Glenelg scores 7 in first, rolls past River Hill, 10-0

Softball

April 30, 2003|By Edward Lee | Edward Lee,SUN STAFF

Even before the first pitch was thrown, Chrissy Starcher had an inkling about her Glenelg softball team.

So when the No. 5 Gladiators scored seven runs in the first inning en route to a 10-0 throttling of visiting River Hill in a mercy rule-shortened, six-inning game in Glenelg, Starcher wasn't exactly stunned.

"We had a good warm-up before the game," the senior left fielder said. "I thought we'd do great today."

As the weather has heated up, so, too, have Glenelg's bats.
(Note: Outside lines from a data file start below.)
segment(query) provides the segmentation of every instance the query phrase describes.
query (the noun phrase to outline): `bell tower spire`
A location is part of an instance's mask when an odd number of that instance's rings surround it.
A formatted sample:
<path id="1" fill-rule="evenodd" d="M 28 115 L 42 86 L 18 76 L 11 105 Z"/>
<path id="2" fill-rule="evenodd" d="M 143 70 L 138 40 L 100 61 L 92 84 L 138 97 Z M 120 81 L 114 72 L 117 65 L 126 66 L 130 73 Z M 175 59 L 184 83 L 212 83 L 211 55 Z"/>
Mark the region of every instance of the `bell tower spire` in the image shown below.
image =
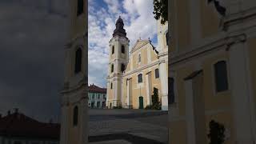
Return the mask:
<path id="1" fill-rule="evenodd" d="M 110 41 L 109 71 L 107 76 L 106 106 L 122 106 L 122 76 L 128 64 L 129 42 L 124 22 L 119 16 Z"/>
<path id="2" fill-rule="evenodd" d="M 119 15 L 119 18 L 115 23 L 115 30 L 114 30 L 113 37 L 115 37 L 116 35 L 118 35 L 121 37 L 126 37 L 126 30 L 123 28 L 123 26 L 124 26 L 123 21 L 121 18 L 121 16 Z"/>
The Gladiators - who remained atop the Howard County standings with an 11-0 overall record and a 10-0 county mark - collected 10 runs or more for the fourth time in their past five games.

The Hawks (9-4, 7-4) had surrendered just 17 runs this season before yesterday, but they had few answers for a Glenelg squad that is averaging 9.5 runs a game.
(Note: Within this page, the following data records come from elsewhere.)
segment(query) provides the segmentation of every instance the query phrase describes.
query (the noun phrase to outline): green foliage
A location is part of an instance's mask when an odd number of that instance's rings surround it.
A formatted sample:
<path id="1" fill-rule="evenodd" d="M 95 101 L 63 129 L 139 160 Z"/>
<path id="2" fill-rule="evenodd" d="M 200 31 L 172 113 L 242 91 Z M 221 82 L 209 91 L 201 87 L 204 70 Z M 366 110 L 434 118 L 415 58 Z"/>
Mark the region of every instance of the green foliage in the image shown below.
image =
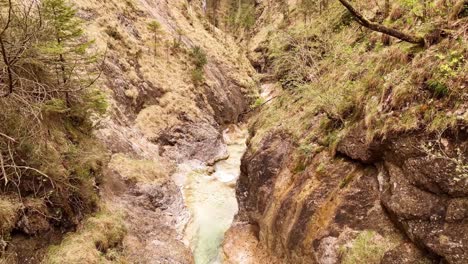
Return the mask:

"I'm not surprised we put up seven runs in any inning," said Gladiators coach Cameron Rahnama, who called yesterday's 11-hit display one of the team's best. "It was pleasant to see, but we hit the ball hard today."
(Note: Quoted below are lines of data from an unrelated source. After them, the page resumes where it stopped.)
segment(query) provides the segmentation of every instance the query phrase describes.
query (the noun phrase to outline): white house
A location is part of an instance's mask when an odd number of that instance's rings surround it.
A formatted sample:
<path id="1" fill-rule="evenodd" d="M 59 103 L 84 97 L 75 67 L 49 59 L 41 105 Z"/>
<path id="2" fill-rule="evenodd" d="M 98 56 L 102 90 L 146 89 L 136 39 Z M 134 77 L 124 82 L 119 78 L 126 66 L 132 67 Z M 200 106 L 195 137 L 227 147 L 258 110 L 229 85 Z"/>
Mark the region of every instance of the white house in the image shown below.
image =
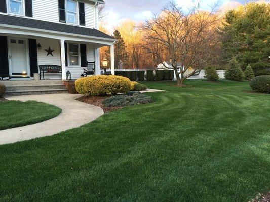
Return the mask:
<path id="1" fill-rule="evenodd" d="M 179 69 L 181 67 L 181 63 L 177 62 L 177 68 Z M 172 63 L 168 61 L 164 61 L 162 63 L 160 63 L 157 66 L 158 69 L 173 69 L 173 67 L 172 66 Z"/>
<path id="2" fill-rule="evenodd" d="M 98 5 L 103 0 L 0 0 L 0 79 L 33 79 L 39 66 L 61 66 L 50 79 L 75 79 L 87 62 L 100 74 L 99 48 L 110 46 L 112 37 L 98 30 Z M 51 73 L 54 73 L 52 72 Z"/>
Glenelg batted around in the bottom of the first inning, registering four hits - including a two-run triple by junior third baseman Stephanie Sims - and taking advantage of two River Hill errors.

But after giving up a double to Gladiators junior catcher Karyn Curley to open the bottom of the second, Hawks junior pitcher Stephanie Haas (4-3) settled down and retired the next 10 batters.

Glenelg ended the game in the bottom of the sixth by recording five singles in seven at-bats to score the final three runs.

Starcher led the way by going 3-for-4 with two RBIs and a run scored. Curley went 2-for-4 with an RBI and a run, and Sims went 2-for-4 with two RBIs and a run.

Senior pitcher Ashley Fowler scattered five hits to improve to 5-0, and relied on a sure-handed defense that forced River Hill into leaving eight runners on base.

"I trust my defense 110 percent of the time," said Fowler, who escaped a bases-loaded, no-out jam in the top of the fourth inning with a force at home plate, a rundown between third base and home, and a liner. "I would not be afraid to play anybody with them behind me."

Hawks coach Dave Vitagliano said the first-inning deficit took momentum from his team.

"When they put a 7-spot up on the board, it kind of deflates you," he said. "In softball, you typically need three hits and a walk or something [to start a rally]. We were getting two, but we weren't getting that third one in."